In my title for this blog post, I used the heading ‘Advent a season of symbols’.  It seems to be true that the fourth gospel version of Jesus’ life, the one that is least likely to be factually true as history in the account of his ministry, should also be the one able to bring his followers the closest to him.  The ahistorical symbols in the gospel, water, light and darkness, bread etc., are probably not historical memories; they are the means through which we are brought into a place of intimacy with the Risen Master.  In Advent we are also presented with certain powerful visual symbols that, like the fourth gospel, bring Christ close to us.  On one Sunday in Advent we do focus on the ministry of John the Baptist but most of the time, we are immersing ourselves in ahistorical symbols provided by our liturgy in a not dissimilar way to readers of the fourth gospel.  Particularly powerful is the Advent symbol of light breaking into the darkness.  This image or symbol evokes our own experiences of disorientation in a place of darkness before we were rescued by a light-switch or a torch.  The lived experience of being highly vulnerable or frightened of the dark is one that is real to us and it feeds into our ability to imagine and thus encounter the one who, in a spiritual sense, drives away the darkness.

The other powerful symbol explored liturgically and devotionally in Advent is that of longing, waiting and expectation.  We all know what it means to wait for something with passionate intensity.  One place to observe such longing and expectation is the sight of children fingering presents under the Christmas tree.  Another place is the arrival section of a large international airport.  Here people are waiting to be reunited with loved ones after maybe months, even years, of separation.  Is not our Advent observance being fed by some of this passionate intensity, which our imagination can evoke for us in this season of symbols?  To repeat, symbols, such as we find in John’s gospel and the commemoration of Advent are not events or facts.
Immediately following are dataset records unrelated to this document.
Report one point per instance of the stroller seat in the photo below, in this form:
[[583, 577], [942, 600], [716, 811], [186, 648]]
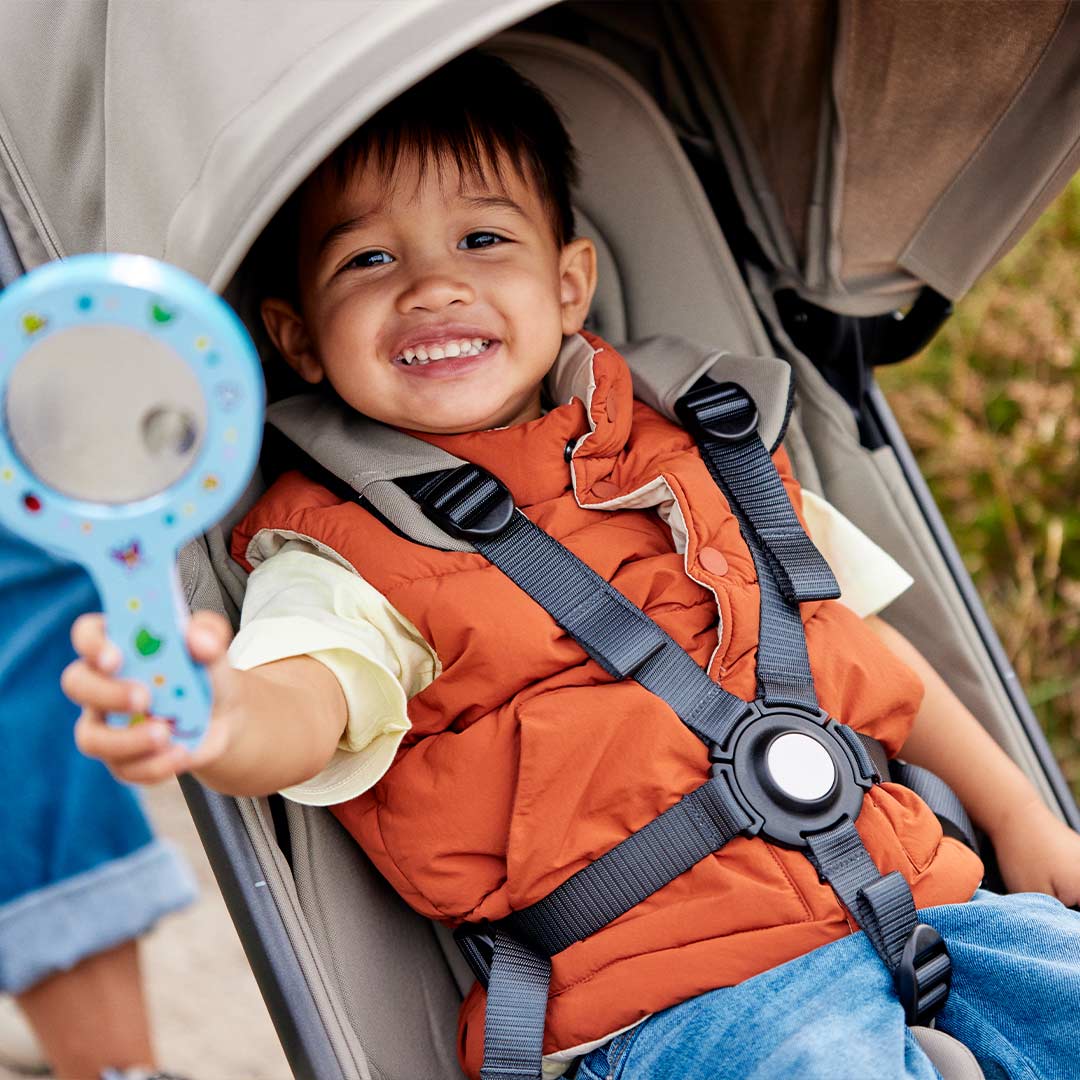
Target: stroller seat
[[361, 986]]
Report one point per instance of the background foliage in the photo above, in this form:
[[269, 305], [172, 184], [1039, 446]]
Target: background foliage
[[991, 409]]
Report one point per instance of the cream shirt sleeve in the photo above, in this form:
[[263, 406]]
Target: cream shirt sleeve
[[869, 578], [300, 603]]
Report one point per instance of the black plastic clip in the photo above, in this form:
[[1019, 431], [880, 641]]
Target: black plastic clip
[[468, 502], [925, 975], [721, 410], [476, 942]]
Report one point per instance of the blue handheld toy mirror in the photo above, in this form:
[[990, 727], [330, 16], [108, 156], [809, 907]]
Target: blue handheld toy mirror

But their status as symbols still allows them play a crucial role in allowing us to experience and connect with the reality of God in Christ reaching out to us . The season of symbols, as I call it, draws our attention, not to historical events in Jesus’ life, but to powerful aspects of what we believe about him.  It also helps us, as Christians claim, to form a personal relationship with him, one that reaches beyond the grave to all eternity.

Writing this Advent reflection has helped me to understand better how this gospel in the New Testament that strays (apart from the Passion narrative) the furthest away from the detailed historical record, is also the one that I turned towards to help someone facing death.  My attachment to the fourth gospel is shared by many of my readers as we seem to be entering the realm of eternity, timelessness and the experience and promise of what we call, however we interpret it, eternal life.